WILKES-BARRE — Overlooking a tax hike that will cost an additional $144 a year to the median homeowner, residents instead railed against a move by the city to apply for a grant at no expense to taxpayers.
The city council at its Thursday night public meeting gave the go-ahead for Mayor Tony George to apply for a $1 million grant for the planned expansion of Berkshire Hathaway Guard insurance, possibly on the site where the Hotel Sterling stood downtown.
The money would come from the Local Share Account program administered by the state and funded with revenues from the Mohegan Sun Pocono casino in Plains Township.
The city would pass through the money for the Guard project, but there is no guarantee the grant would be awarded because other municipalities in Luzerne County also seek the funding for projects.
George, who made a rare appearance at the meeting, said he supported the $50 million project “2,000 percent” on account of the 400 to 500 new jobs it would create and he wanted to keep the company owned by billionaire investor Warren Buffett in the city. Other states are also pursuing the company, George said, adding, “I’m not going to lose it.”
Still, the fact that the city was even contemplating applying for the money drew complaints.
Resident Sam Troy called it “quasi-corporate welfare.” He requested that council hold a public hearing to bring out into the open what dealings the city has already had privately with the company.
“This money going for this project is morally wrong,” Troy said.
He joined Bob Kadluboski in opposition to the city seeking the grant for the project.
“Why is it every time these big deals want something, they come to me to pay for it,” Kadluboski asked.
Councilman Bill Barrett supported the project, but attempted to reassure them that the city was not handing out money.
“We’re not giving them anything,” Barrett said.
The company is looking at sites in the downtown, including the city-owned Hotel Sterling that’s also designated a Keystone Opportunity Zone offering tax relief until 2024. The grant would play a key role in the company’s decision to stay local, city officials said.

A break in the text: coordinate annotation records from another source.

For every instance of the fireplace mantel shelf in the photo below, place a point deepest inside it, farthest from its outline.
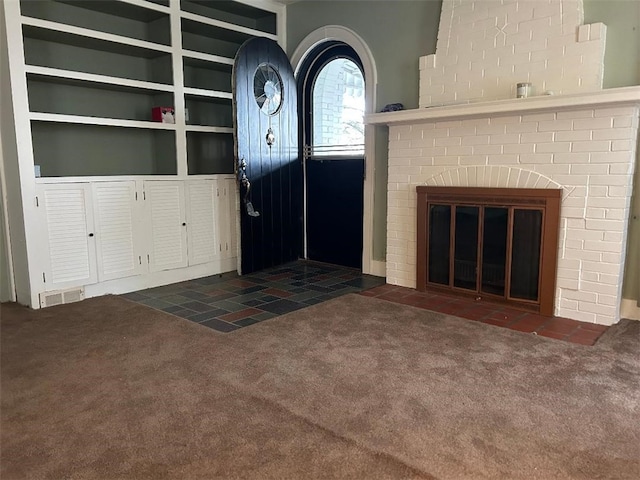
(613, 97)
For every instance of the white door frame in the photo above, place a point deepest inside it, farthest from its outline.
(345, 35)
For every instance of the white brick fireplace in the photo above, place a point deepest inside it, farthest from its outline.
(471, 131)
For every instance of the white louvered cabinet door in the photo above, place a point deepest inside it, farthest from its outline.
(166, 213)
(116, 230)
(70, 238)
(202, 231)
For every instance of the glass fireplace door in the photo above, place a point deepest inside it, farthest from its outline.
(485, 249)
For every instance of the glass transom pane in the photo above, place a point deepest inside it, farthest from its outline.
(338, 109)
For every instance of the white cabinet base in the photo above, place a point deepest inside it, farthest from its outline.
(157, 279)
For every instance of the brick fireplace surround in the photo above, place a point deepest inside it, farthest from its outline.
(581, 140)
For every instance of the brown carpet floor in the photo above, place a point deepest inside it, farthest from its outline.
(355, 387)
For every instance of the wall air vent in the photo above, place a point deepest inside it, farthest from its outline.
(50, 299)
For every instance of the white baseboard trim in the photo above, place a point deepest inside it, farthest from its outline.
(377, 268)
(629, 309)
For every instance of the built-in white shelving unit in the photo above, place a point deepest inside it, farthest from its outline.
(85, 77)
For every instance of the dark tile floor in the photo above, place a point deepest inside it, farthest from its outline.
(227, 302)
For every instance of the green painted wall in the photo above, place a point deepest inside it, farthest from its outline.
(398, 33)
(5, 293)
(622, 69)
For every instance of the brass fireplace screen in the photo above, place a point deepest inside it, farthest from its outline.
(498, 244)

If the city sold the property, it could possibly recoup the nearly $600,000 it spent to secure and later demolish the building in 2013. The county stands to benefit from a sale as well, applying proceeds to the $6 million Community Development money it loaned to CityVest that exhausted the funds attempting to prepare the building for development.
The tax hike, however, drew no complaints.

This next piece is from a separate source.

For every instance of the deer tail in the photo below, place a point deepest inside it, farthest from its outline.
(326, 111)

The city council approved the second and final reading of an ordinance that raised property taxes by 19.7 mills to balance the mayor’s $47.1 million general fund budget for this year. The increase raised the millage rate to 141.33 mills.
A mill is a $1 tax for every $1,000 assessed value of a property. Under the new rate, the annual tax for a property assessed at $79,500, the median value in the city, would be $1,033, a difference of $144 under the old tax rate.

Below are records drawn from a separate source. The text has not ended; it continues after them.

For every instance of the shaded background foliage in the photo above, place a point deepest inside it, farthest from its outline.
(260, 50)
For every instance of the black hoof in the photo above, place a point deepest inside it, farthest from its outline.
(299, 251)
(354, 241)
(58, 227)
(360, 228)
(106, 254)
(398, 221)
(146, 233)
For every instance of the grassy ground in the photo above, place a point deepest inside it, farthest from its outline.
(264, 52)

Other agenda items approved by council were:
• Transfer of a restaurant liquor license to Vault Grill & Bar LLC, 24 W. Market St., from Pretty Mugs Inc. in Swoyersville.
• A resolution urging “the Wilkes-Barre Area School Board to strongly consider” a city site for the location of a new, consolidated high school.”
• The inclusion of the signatures of Darren Snyder, city controller, and Ted Wampole, city administrator, on a supplemental agreement with the Pennsylvania Department of Transportation regarding the completed Sidney Street Bridge project.
• A resolution in support of Congress passing “tough, new anti-corruption laws” pertaining to campaign financing.